Before a car company gives the green light for mass production of two-stroke engines their engineers must be certain the motor will perform reliably. For one thing, if car designers build aerodynamic cars specifically around smaller two-stroke engines--as Chrysler hopes to--should it not catch on, car makers will not be able to plug in a four-stroke engine as a substitute because the sleek, compact cars won’t have enough room to hold them. There’s also the task of satisfying the tough new emission standards. “It doesn’t seem prudent to spend several hundred million dollars to bring a new engine out if you don’t know whether you can sell it in 2001,” GM’s Heimbuch said.

Now, the EPA requires new car engines to pass a 50,000-mile durability test that repeatedly checks to see if it meets emission limits. That test jumps to 100,000 miles for the 1994 model year, and some states, such as California, have their own stringent pollution standards set to become law. If two-strokes do not pass emission limits, Csere said, “they are out of business.”

At the moment, GM’s engineers are concerned because the two-stroke prototypes do not meet future emission limits for nitrogen oxide, a key auto pollutant. Relying on compressed air, Sarich’s two-stroke design has an unusually rich oxygen mix in the engine, which also means that current catalytic converters can’t remove enough nitrogen oxide gas to meet pollution limits.

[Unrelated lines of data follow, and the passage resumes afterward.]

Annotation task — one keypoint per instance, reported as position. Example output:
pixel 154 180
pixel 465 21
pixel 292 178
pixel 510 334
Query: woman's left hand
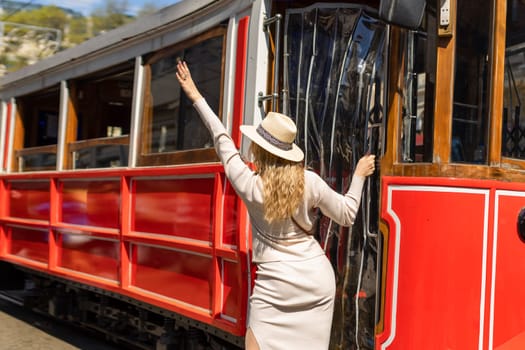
pixel 366 165
pixel 186 82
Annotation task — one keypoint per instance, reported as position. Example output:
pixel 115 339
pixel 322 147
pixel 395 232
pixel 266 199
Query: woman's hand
pixel 186 82
pixel 366 165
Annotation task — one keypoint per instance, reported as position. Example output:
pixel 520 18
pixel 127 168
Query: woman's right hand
pixel 366 165
pixel 186 82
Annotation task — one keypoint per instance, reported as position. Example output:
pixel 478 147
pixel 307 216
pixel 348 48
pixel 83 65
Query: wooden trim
pixel 78 145
pixel 71 124
pixel 18 137
pixel 217 31
pixel 144 138
pixel 497 79
pixel 35 150
pixel 201 155
pixel 394 101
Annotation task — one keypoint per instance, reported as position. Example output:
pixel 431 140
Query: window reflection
pixel 171 122
pixel 420 81
pixel 101 117
pixel 37 130
pixel 470 114
pixel 513 134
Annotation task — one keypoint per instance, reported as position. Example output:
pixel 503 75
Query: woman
pixel 291 306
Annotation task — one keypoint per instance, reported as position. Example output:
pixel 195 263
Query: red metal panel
pixel 232 284
pixel 174 274
pixel 29 199
pixel 177 207
pixel 230 217
pixel 28 243
pixel 435 290
pixel 508 311
pixel 93 203
pixel 86 254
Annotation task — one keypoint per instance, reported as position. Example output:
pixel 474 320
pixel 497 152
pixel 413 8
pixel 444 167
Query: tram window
pixel 101 118
pixel 172 131
pixel 513 138
pixel 420 81
pixel 470 113
pixel 37 130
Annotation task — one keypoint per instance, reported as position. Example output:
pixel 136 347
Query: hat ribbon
pixel 272 140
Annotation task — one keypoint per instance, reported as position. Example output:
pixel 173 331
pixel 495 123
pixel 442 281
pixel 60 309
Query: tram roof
pixel 148 34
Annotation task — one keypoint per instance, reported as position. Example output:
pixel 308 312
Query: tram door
pixel 334 83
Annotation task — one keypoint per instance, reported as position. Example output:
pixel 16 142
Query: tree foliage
pixel 33 34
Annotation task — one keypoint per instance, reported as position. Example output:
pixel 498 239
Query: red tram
pixel 115 213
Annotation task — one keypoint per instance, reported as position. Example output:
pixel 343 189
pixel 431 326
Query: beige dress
pixel 292 303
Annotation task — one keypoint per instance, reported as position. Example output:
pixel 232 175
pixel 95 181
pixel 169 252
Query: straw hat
pixel 276 134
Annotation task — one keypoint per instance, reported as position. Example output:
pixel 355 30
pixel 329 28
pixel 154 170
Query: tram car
pixel 115 213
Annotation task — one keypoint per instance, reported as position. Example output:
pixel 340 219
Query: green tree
pixel 46 16
pixel 147 9
pixel 78 31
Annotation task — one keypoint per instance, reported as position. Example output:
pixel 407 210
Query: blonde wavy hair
pixel 283 182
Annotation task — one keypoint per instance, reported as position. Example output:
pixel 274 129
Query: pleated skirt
pixel 292 304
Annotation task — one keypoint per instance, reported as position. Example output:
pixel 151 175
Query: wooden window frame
pixel 198 155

Even Chrysler’s slightly different engine design has yet to solve this emission problem. But a possible solution, said Chrysler’s Schaum, is a new molecular sieve design that separates molecules so the gas turns into harmless water vapor. That sieve has yet to be tested on a two-stroke, but Schaum remains upbeat.

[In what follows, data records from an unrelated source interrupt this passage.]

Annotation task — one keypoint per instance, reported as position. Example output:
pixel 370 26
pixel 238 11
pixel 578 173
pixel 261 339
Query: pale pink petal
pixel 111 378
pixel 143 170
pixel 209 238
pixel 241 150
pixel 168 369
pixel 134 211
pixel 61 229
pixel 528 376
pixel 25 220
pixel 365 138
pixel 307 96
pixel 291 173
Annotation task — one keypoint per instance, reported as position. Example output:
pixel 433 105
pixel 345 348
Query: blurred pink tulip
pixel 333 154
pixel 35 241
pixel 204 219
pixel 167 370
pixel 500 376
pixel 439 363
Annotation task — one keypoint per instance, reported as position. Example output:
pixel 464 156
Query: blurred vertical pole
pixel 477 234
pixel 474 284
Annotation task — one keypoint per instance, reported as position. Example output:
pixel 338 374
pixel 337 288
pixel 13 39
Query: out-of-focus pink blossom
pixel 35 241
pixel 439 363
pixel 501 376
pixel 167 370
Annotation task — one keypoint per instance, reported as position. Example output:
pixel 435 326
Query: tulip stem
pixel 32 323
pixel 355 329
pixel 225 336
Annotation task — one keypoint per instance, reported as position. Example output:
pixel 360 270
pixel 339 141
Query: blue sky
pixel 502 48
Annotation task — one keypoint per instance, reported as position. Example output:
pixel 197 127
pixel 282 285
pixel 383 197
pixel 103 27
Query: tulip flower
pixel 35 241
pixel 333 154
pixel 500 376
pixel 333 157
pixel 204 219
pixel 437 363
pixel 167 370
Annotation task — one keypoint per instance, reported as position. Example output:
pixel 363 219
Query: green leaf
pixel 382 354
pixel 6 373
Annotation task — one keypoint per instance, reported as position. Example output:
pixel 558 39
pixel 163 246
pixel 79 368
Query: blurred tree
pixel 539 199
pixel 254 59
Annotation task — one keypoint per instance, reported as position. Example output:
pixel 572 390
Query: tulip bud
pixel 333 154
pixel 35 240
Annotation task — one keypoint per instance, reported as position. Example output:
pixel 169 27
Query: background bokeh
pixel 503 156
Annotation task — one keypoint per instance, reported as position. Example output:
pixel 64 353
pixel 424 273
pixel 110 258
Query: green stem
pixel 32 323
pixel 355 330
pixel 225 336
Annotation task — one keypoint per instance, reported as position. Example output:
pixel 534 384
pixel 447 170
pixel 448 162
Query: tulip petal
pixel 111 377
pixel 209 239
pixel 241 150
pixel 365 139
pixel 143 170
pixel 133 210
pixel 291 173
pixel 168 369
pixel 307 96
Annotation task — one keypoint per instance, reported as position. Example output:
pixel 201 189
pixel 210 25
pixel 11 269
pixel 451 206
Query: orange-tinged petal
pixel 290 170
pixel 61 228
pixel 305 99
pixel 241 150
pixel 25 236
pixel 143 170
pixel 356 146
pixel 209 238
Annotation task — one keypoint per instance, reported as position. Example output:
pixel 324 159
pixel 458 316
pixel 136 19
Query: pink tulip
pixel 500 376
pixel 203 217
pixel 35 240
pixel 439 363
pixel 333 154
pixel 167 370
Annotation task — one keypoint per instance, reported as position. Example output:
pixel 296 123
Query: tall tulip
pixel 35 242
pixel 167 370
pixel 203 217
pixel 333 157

At Ford, Macpherson said, the next step is to put two-strokes into 20 cars or more and see how the engines do over several months of hard driving. “If we find one that’s still running at 50,000 miles, we’ll say ‘thank goodness, let’s keep going.’ ”

Advertisement

The New and the Old

Gasoline and oil-burning two-stroke engines were considered too noisy, fuel inefficient and polluting for use in automobiles. But recent innovations make these simpler engines potentially more attractive to auto makers. Here is a comparison of a two-stroke engine with the conventional four-stroke engine.

Two-Stroke Engine

1. Downward Power Stroke: The spark plug fires, forcing down the piston. Ports in the cylinder wall are uncovered, allowing burned gases out and fresh air in. The piston also uncovers a transfer port, and forces air from; the crankcase into the combustion chamber.

2. Upward Compression Stroke: The piston rises, closing off the transfer and exhaust ports, while compressing the air and fuel mixture to ready it for the next spark plug firing.

Four-Stroke Engine

1. Intake stroke: Downward-moving piston draws fuel-air mixture into cylinder through open intake valve.

2. Compression stroke: Intake valve closes and upward-moving piston compresses mixture.

3. Power stroke: Mixture is ignited by spark plug, driving the piston downward, providing power.

4. Exhaust stroke: Exhaust valve opens, allowing burned gases to escape as the piston moves upward.